Он даже слегка обрадовался, когда, вскоре после похорон Зины, доктор вошёл в его кабинет и, по обыкновению не здороваясь, сел против него на кресло.
— Я зашёл предложить тебе одну комбинацию, — заговорил он. — Я еду на несколько дней в Крым; везу одну больную, которая не решается пуститься в путь без меня. Я пошёл на это условие, потому что я могу попутно устроить одно дело… подковать одного богатого купчину, который обещал солидный куш в пользу санатории, в случае если его сынок поправится в Крыму. Словом, безразлично, зачем бы я ни ехал, но я хочу, чтобы ты ехал со мной.
— Зачем это нужно? — спросил Агринцев.
— Тебе это будет полезно. О деньгах не беспокойся. На этот раз они у меня есть.
— Нет, я не поеду! — решительно сказал Семён Александрович. — И я откровенно скажу тебе, Василий Гаврилович… Тебя это удивит, возмутит, может быть… Но я тебе откровенно скажу: меня очень тяготят заботы о моей особе. Мать, Вера, Екатерина Петровна — все заботятся, тревожатся, ходят около меня на цыпочках, подслушивают у моих дверей. Все вы думаете, что я убит горем, что я несчастлив свыше меры, и если бы я стал возражать, меня бы сочли за помешанного или за лгуна. Но пойми хотя ты, что я не нуждаюсь ни в чьём уходе, что мне стыдно… стыдно за себя…

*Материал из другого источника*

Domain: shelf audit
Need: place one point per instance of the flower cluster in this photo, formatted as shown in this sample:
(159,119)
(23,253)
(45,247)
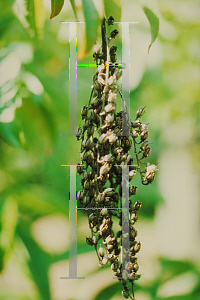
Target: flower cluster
(104,152)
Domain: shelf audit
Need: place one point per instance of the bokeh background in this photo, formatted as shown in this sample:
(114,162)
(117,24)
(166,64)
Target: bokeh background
(34,188)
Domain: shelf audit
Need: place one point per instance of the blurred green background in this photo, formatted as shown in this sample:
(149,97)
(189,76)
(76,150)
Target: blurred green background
(34,224)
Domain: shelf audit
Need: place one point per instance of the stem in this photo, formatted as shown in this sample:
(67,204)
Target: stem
(103,32)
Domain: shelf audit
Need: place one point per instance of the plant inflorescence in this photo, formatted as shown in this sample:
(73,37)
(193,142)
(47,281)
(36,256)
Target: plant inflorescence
(104,154)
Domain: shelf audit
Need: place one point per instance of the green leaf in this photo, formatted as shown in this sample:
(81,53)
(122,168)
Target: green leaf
(151,11)
(113,8)
(10,134)
(56,6)
(38,200)
(38,133)
(73,7)
(31,14)
(9,216)
(39,261)
(91,27)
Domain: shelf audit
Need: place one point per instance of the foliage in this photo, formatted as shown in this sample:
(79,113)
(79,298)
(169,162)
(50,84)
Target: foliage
(33,114)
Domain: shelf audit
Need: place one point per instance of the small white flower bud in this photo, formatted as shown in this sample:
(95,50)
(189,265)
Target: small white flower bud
(97,49)
(101,251)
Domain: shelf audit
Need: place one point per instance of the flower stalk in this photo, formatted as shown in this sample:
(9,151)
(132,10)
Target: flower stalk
(104,153)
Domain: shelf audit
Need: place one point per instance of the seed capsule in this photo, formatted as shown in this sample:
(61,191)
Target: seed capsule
(89,241)
(137,205)
(104,261)
(79,168)
(86,200)
(140,112)
(104,211)
(84,112)
(132,173)
(137,247)
(94,239)
(125,293)
(97,49)
(133,190)
(101,251)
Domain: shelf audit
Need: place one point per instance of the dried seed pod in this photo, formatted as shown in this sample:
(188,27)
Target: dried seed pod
(104,211)
(134,217)
(86,143)
(135,133)
(137,205)
(90,131)
(101,251)
(133,190)
(135,267)
(132,173)
(137,247)
(104,261)
(80,195)
(79,168)
(110,20)
(136,124)
(125,294)
(87,184)
(84,112)
(78,132)
(140,112)
(133,234)
(94,239)
(97,49)
(89,241)
(86,200)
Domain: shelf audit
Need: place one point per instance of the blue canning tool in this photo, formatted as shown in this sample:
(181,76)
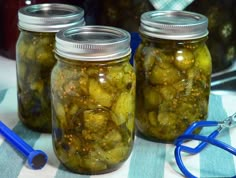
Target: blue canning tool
(205,140)
(36,158)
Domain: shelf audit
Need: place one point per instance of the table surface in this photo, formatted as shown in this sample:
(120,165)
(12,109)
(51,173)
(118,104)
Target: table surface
(147,160)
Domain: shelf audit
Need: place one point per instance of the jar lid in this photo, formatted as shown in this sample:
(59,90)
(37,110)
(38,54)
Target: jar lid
(49,17)
(174,25)
(93,43)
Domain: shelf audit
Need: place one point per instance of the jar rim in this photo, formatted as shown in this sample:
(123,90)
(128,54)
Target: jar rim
(174,24)
(50,17)
(93,43)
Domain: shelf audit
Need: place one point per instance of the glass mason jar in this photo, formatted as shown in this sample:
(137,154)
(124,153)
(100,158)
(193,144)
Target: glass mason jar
(93,99)
(35,59)
(173,70)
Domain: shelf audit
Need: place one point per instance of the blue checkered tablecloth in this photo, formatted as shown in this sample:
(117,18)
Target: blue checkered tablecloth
(148,159)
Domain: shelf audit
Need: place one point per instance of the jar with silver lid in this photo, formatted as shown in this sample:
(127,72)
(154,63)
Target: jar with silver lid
(35,59)
(173,69)
(93,99)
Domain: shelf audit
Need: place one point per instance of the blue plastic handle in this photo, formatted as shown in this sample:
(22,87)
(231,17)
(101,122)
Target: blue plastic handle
(36,158)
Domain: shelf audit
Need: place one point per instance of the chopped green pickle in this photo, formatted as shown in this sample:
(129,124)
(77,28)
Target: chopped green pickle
(173,86)
(35,60)
(93,114)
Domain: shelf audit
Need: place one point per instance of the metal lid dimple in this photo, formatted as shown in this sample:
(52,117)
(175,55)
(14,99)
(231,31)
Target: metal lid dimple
(50,17)
(93,43)
(174,25)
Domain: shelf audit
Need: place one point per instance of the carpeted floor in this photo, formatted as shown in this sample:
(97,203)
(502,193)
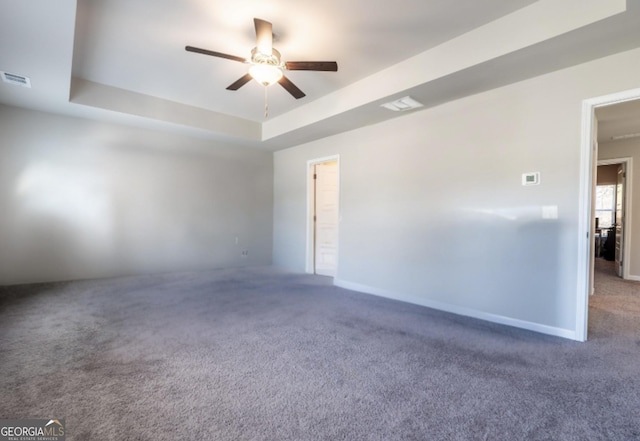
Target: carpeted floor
(255,354)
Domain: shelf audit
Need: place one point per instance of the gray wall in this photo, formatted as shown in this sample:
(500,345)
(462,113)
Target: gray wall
(629,148)
(432,206)
(82,199)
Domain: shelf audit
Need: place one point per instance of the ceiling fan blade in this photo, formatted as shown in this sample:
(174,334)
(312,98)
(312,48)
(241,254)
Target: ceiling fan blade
(328,66)
(240,82)
(214,54)
(264,36)
(291,88)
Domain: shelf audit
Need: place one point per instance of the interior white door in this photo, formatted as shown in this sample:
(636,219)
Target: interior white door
(326,218)
(620,217)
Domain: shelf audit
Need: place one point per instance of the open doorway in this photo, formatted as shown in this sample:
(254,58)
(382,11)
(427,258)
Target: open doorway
(612,210)
(323,178)
(597,112)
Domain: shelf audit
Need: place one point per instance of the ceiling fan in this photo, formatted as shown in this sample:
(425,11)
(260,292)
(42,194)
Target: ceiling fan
(266,65)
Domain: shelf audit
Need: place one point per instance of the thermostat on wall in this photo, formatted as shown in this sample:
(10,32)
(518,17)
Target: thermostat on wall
(531,178)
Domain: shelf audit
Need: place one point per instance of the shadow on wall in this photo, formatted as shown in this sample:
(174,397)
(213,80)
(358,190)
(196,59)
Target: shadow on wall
(504,262)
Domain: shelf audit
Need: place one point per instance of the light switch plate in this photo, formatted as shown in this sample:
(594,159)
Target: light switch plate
(532,178)
(550,212)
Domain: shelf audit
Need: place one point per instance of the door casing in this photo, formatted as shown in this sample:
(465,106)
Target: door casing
(310,254)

Он вскочил и начал ходить по комнате.
— Видишь ли ты, — продолжал он, — я лежу здесь уже несколько дней, лежу и думаю. Сперва я удивлялся своему спокойствию, своему равнодушию… Я обвинял себя в бессердечии, в том, что я никогда не любил жену… Теперь я начинаю смутно понимать правду. Я мог бы, понимаешь да, я мог бы чувствовать себя несчастным в той мере, в какой вы все, окружающие, считаете это нужным в моем положении, но мой анализ ещё сильнее моего воображения, моих нервов. Анализ — это сознание. Я не могу слышать пения, музыки, я ужасаюсь, когда представляю себе мёртвое лицо Зины, я слышу её голос по ночам. Другому этого было бы совершенно достаточно, чтобы вообразить себя глубоко огорчённым. Я сознаю в этих ощущениях только внешние проявления нервной системы, и я прихожу к заключению, что настоящего, душевного горя — у меня нет! Отчего нет? Существует ли оно вообще? Существуют ли вообще те высокие понятия, которые мы так звонко определяем словами: душа, любовь, правда? Есть ли в нас, кроме физической жизни, та духовная жизнь, о которой мы так много толкуем?
Рачаев долго молчал.
— Я не понимаю, чего ты требуешь? — наконец сказал он. — Если у кошки отнимут котят и забросят их, она долго ищет их и выражает свою тоску мяуканьем. У кошки это состояние называется инстинктом, у человека — горем. Если ты сам признаешь, что у тебя сильно расстроены нервы, надо лечить их, а лучше всего предпринять путешествие.
— Как это всё просто! — с горечью воскликнул Агринцев. — Ты упёрся на своей чисто-материальной точке зрения и не хочешь видеть ничего дальше. А я, — прибавил он и вдруг остановился среди комнаты и провёл рукой по глазам, — я… мне кажется, что я долго был слеп, и вот глаза мои открываются, и я начинаю различать всё такое странное и необычное…
Он стоял неподвижно и глядел перед собой остановившимся, расширенным взглядом.
— Так едем, что ли? — спросил доктор.
Агринцев слабо усмехнулся и покачал головой.
— Нет, оставь меня! — тихо сказал он. — И знай, я жалею, что сказал тебе то, что сказал.